Once police discover that the solution doesn’t involve a criminal charge, they will refer the offender to a support agency.
“The intent is to get all of our partner agencies going and there is tons of support out there,” de Jager said.
In support of this, the RCMP is continuing with enhanced patrols throughout the region.
“For instance, on Canada Day in Osoyoos, a big day for Osoyoos, there’s lots of extra patrols in that area.”
De Jager said the RCMP has heard loud and clear that property crime is the big issue, which he added is the domain of the prolific offender.
“We have focused a lot of effort on prolific offenders in this community,” he said, noting that break and enters in the first six months of 2018 were down 30 per cent (in Penticton).
He noted that break-ins are one of the most traumatic things that you can experience; having your home or property violated in that way.
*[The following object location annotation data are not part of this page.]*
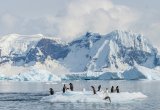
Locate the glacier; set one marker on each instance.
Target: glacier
(118, 55)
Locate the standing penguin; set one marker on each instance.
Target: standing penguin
(99, 88)
(94, 91)
(51, 91)
(71, 86)
(117, 89)
(64, 88)
(112, 89)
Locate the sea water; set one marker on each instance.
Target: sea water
(28, 95)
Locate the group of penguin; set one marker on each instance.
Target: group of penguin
(93, 88)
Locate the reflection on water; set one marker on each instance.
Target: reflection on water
(27, 95)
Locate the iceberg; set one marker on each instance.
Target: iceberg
(88, 97)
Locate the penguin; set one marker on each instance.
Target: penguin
(99, 88)
(117, 89)
(51, 91)
(71, 86)
(94, 91)
(112, 89)
(64, 88)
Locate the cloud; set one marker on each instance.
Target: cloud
(75, 18)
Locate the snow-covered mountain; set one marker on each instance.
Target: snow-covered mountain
(117, 55)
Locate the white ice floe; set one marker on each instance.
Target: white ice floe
(88, 97)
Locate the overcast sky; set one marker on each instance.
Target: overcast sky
(70, 18)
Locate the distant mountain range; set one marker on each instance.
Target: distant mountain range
(117, 55)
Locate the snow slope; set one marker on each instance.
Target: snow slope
(117, 55)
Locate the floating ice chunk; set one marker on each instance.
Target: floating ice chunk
(87, 96)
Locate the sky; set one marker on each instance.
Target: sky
(68, 19)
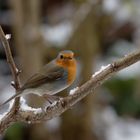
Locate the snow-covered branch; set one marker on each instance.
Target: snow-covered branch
(31, 115)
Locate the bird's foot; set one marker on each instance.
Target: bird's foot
(51, 98)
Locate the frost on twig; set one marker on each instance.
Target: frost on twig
(8, 36)
(25, 107)
(72, 91)
(101, 69)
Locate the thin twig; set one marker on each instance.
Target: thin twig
(14, 69)
(64, 104)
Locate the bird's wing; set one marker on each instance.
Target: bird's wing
(51, 73)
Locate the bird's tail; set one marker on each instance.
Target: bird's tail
(11, 98)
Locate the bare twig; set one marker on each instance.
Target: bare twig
(10, 60)
(14, 70)
(56, 109)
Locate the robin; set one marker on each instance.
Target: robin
(52, 78)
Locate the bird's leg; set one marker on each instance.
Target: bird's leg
(51, 98)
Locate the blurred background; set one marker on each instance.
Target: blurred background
(99, 32)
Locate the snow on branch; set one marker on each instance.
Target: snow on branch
(28, 114)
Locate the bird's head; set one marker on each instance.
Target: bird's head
(65, 58)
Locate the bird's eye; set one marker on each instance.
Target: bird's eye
(61, 56)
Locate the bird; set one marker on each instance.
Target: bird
(54, 77)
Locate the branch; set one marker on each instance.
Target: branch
(58, 107)
(12, 65)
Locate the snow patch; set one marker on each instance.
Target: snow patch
(101, 69)
(72, 91)
(25, 107)
(8, 36)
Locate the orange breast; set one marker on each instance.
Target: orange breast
(71, 68)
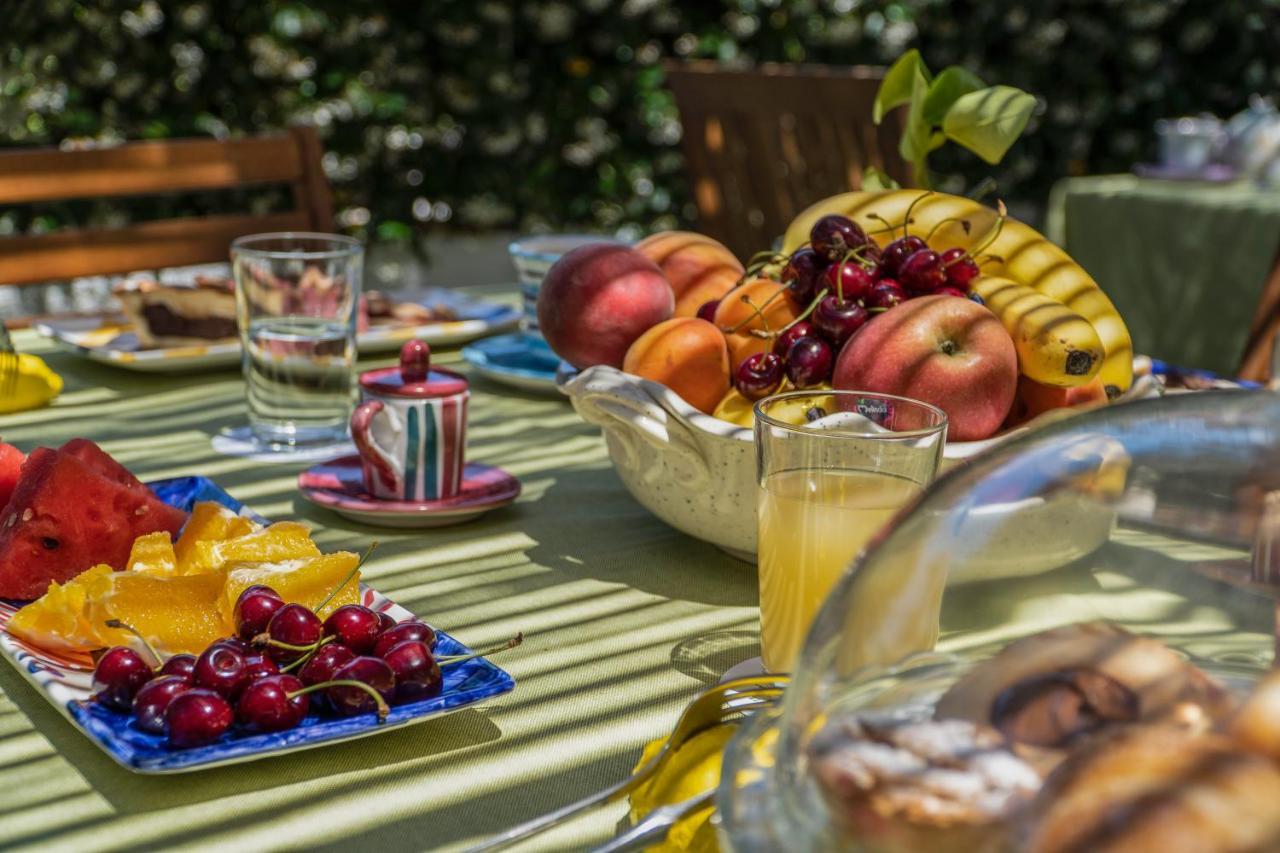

De Jager said there is an assumption that people aren’t reporting crime, but that’s not true.
He stated their reports of suspicious persons and drug activity are up significantly, and that’s exactly what the RCMP has asked the public to do.
“I can’t say it enough, there is no time when someone feels unsafe that they should not call the police.”
De Jager said calls for service are placed in a prioritized queue, for example, a violent crime is always going to take precedence over property crime.
He pointed out that theft from auto remains at the top of their list. In the first six months of 2018, there were approximately 450 theft from autos in Penticton. About half of those vehicles were unlocked, the superintendent reported.
“I just don’t know how to get the message out that you have to lock your doors and you have to remove your valuables.”
De Jager said break and enter statistics will go up this summer as they always do, particularly when Penticton’s population doubles and Osoyoos’ triples.
The commander pointed out that 40 per cent of their calls in the region is where police intervention can result in a charge. That means in 60 per cent of their calls, the police are not the solution to the problem. Instead, another agency would be much more appropriate to find the solution. For example, police recently dealt with one individual who had been causing a significant amount of property damage. It was discovered that the offender had significant mental health and addiction issues.
“We can arrest him all day long, but that’s not going to stop him; he’s going to be out, and that’s not a criticism of the courts, that’s Canada – we do not incarcerate people if we can find other solutions.”
In this case, the individual is getting the help he needs and the property crime is over, the officer said.
De Jager was asked about the problem issues in Oliver and Osoyoos and how the RCMP is dealing with them.
He said the big issue is the increase in the summer population, including transients. But the majority of prolific offenders in Oliver are from the community, he pointed out.
“The positive is we know exactly who they are and we know how to target them.”
But typically the offences they are seeing in Oliver and Osoyoos are related to property crime, de Jager said. Whereas Penticton has seen a 30 per cent drop in thefts and break-ins, there’s an increase in these crimes in Oliver and Osoyoos, he stated.
The commander said many ATVs are stolen in these areas, and most of the vehicles taken had the keys in them.
“We need to work together to make sure that we’re looking out for each other,” he said, noting another program they are instituting across the region is Block Watch.
“We don’t need people confronting prolific offenders, but by opening your front window, or if someone is lurking around your car, you say, ‘what are you doing?’ from a safe distance – that stops that right in its tracks.”
De Jager said they are constantly assessing RCMP staffing levels in Oliver and Osoyoos, and are always mindful at filling vacancies when they arise.
Staff Sgt. Kirsten Marshall said they have had some enhanced shifting in the Oliver detachment to target specific areas and hot spots.
De Jager said the plan to acquire two additional officers for Oliver is still in discussion with the province and will likely be brought up again at the Union of BC Municipalities convention this fall.
“Those are staffing levels beyond our control, but that is something we would certainly welcome.”
Another issue that de Jager commented on was security cameras. He said cameras on private property have to be inward facing because they are not meant to capture public spaces, or they shouldn’t due to breach of privacy.
If a community wanted to erect cameras, they would have to have a privacy impact assessment, de Jager pointed out.
“But simply pointing a camera into a public area, that’s not something that we would do as the police (except in cases where public safety outweighed the public’s privacy).”
De Jager said the RCMP doesn’t advocate that people live in a fortress but he does recommend security measures, such as monitored alarm systems and high-definition video cameras.
“Those prolific offenders get the hint pretty quickly . . . the last time I went into one of these houses (with cameras) I went to jail, so I’m not coming back.”